10.3390/app11010101 ◽

2020 ◽

Vol 11 (1) ◽

pp. 101

Author(s):

Carlo Boursier Niutta

Keyword(s):

Resonant Frequency ◽

Elastic Properties ◽

Composite Laminates ◽

Concentrated Mass ◽

Modal Shape ◽

Nondestructive Determination ◽

Material Orientation ◽

Impulse Excitation ◽

Clamping System

A new approach for the nondestructive determination of the elastic properties of composite laminates is presented. The approach represents an improvement of a recently published experimental methodology based on the Impulse Excitation Technique, which allows nondestructively assessing local elastic properties of composite laminates by isolating a region of interest through a proper clamping system. Different measures of the first resonant frequency are obtained by rotating the clamping system with respect to the material orientation.
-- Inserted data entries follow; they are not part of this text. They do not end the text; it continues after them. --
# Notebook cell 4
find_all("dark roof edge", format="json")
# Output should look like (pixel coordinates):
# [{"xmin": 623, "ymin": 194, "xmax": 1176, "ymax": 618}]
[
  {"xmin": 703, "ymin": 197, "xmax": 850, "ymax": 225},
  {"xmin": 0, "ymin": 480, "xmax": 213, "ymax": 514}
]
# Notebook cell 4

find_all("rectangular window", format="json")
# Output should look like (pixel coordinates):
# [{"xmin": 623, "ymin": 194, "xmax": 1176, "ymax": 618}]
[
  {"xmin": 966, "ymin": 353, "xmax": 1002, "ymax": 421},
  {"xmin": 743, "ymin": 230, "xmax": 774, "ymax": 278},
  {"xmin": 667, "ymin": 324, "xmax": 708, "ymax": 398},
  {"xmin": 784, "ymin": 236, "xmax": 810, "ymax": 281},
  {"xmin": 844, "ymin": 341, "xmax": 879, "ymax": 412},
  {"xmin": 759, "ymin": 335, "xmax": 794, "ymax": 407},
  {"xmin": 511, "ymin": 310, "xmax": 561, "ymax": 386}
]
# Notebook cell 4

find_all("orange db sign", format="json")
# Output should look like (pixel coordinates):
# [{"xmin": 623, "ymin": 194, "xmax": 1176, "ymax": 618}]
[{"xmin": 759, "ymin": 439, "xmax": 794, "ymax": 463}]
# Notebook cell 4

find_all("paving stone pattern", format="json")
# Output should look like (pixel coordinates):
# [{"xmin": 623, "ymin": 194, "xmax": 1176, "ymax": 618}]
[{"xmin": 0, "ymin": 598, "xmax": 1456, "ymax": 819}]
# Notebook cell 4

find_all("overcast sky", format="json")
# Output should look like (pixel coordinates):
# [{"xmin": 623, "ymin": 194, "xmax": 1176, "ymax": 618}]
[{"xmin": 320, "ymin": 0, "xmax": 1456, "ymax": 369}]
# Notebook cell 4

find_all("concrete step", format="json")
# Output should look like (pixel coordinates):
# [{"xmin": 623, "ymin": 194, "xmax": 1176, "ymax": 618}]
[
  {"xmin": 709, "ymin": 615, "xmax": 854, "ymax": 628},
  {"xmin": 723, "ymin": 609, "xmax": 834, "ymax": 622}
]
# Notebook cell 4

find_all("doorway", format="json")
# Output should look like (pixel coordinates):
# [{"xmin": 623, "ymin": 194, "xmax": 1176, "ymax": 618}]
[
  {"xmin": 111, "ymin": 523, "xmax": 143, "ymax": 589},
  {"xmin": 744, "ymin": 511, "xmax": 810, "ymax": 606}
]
Here, in order to increase the robustness of the inverse problem, which determines the elastic properties from the measured resonant frequencies, information related to the modal shape is retained by considering the effect of an additional concentrated mass on the first resonant frequency. According to the modal shape and the position of the mass, different values of the first resonant frequency are obtained. Here, two positions of the additional mass, i.e., two values of the resonant frequency in addition to the unloaded frequency value, are considered for each material orientation. A Rayleigh–Ritz formulation based on higher order theory is adopted to compute the first resonant frequency of the clamped plate with concentrated mass. The elastic properties are finally determined through an optimization problem that minimizes the discrepancy on the frequency reference values. The proposed approach is validated on several materials taken from the literature. Finally, advantages and possible limitations are discussed.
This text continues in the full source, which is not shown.